To diversify, the company added market leaders Jif peanut butter and Crisco oils and shortening. Smucker owns other brands as well. Parent of International Multifoods, the company's roster includes baking-goods brands Hungry Jack, Martha White, and Pillsbury, along with Pet evaporated milk.
Part of the story here is market share. Smucker's Jif peanut butter recently gained at the expense of Peter Pan, the latter made by ConAgra (CAG). The production line for Peter Pan was shut down when salmonella was found. That left empty shelf space for Jif to fill. Con Agra will fix its operating problems soon, but Jif is finding new bread to peanut butter as consumers still want the tasty spread, even if it doesn't have Peter Pan on the label. Analysts believe Smucker will continue to benefit even after Peter Pan comes back in full strength.
Another part of the story is earnings. They've been growing nicely. In the last 5 years, they averaged 16% a year while sales ramped at 7.5% a year, on average. Analysts predict future revenues growing by 7% a year, on average, in the next 5, and earnings to improve by 9.5% a year, on average, in the same time. Earnings over the last 3 years have been $2.60, $2.65, and $2.89. Expectations are for $3.10 this year and $3.40 next year.
These aren't exciting numbers unless you get stimulated by good, steady growth, the kind that gives comfort in volatile markets. Other numbers that aren't heart racing but solid: Return on Equity is 8.9%. The yield is 2.1%. The dividend payment is 42% of net profits. Current assets outnumber current liabilities by more than 2.5 to 1 with $200 million of it in cash (out of $639 million in current assets). The stock has acted very nicely over the last 7 years, steadily moving higher from a base of $15 in 2000 to its recent all-time high of $64.30. The stock is off about 15% from there. The Smucker family still owns 8.2% of the stock.
The road ahead has some bumps for Smucker, even with earnings expected to increase. Much of the problem comes from costs. In the last conference call, management made a point of saying that raw material costs such as soybean oil, peanuts, milk, corn sweetener, and wheat along with energy expenses will be noticeably higher in fiscal 2007 (year ends in April).
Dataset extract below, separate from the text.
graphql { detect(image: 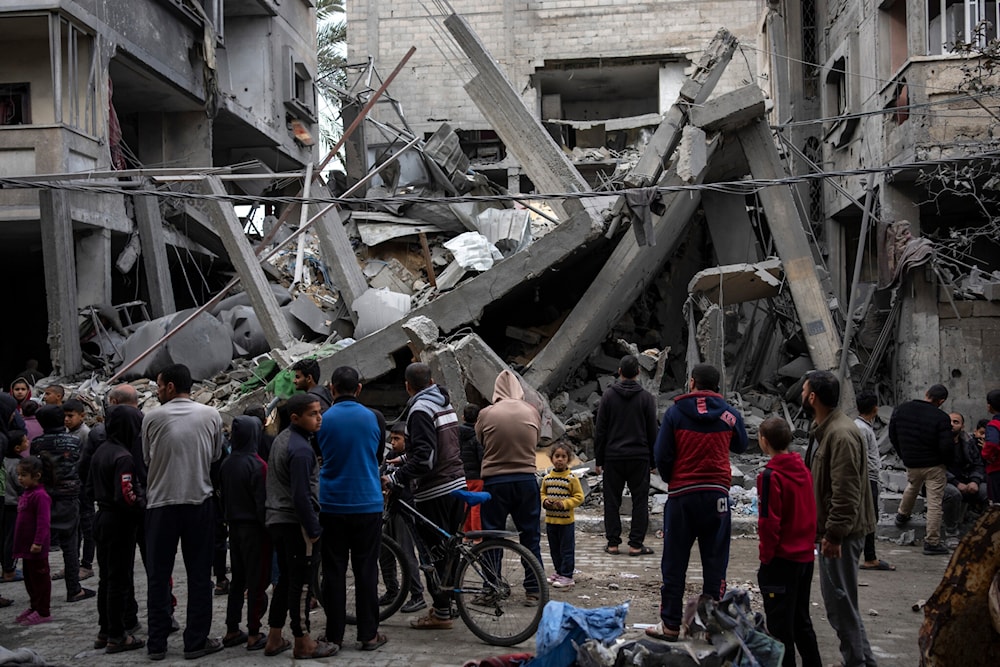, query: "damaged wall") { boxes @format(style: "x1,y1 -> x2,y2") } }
347,0 -> 760,142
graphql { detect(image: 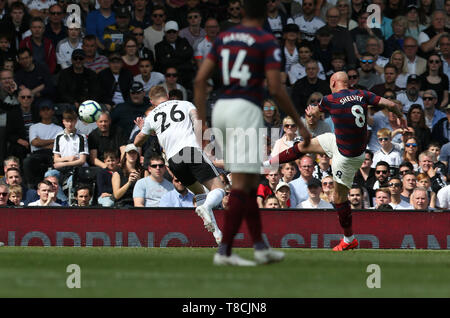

Price hikes will offset some of these as well as cost-cutting where possible. Last year the company eliminated its low-margin Canadian grain based food service business. That will increase margins going forward. Other positive developments: the company released 40 new products and expanded its distribution of many existing product lines in 2006. Expect more new products and wider distribution.
Smucker makes comfort food such as peanut butter and jelly. It also makes comforting profits. There's nothing flashy here, no major catalyst to vault this stock much higher any time soon. It's just one of those steady performers, much like offensive linemen in football who get no glory but contribute greatly to success. If you're looking for a stock that just keeps delivering earnings, dig deeper into Smucker.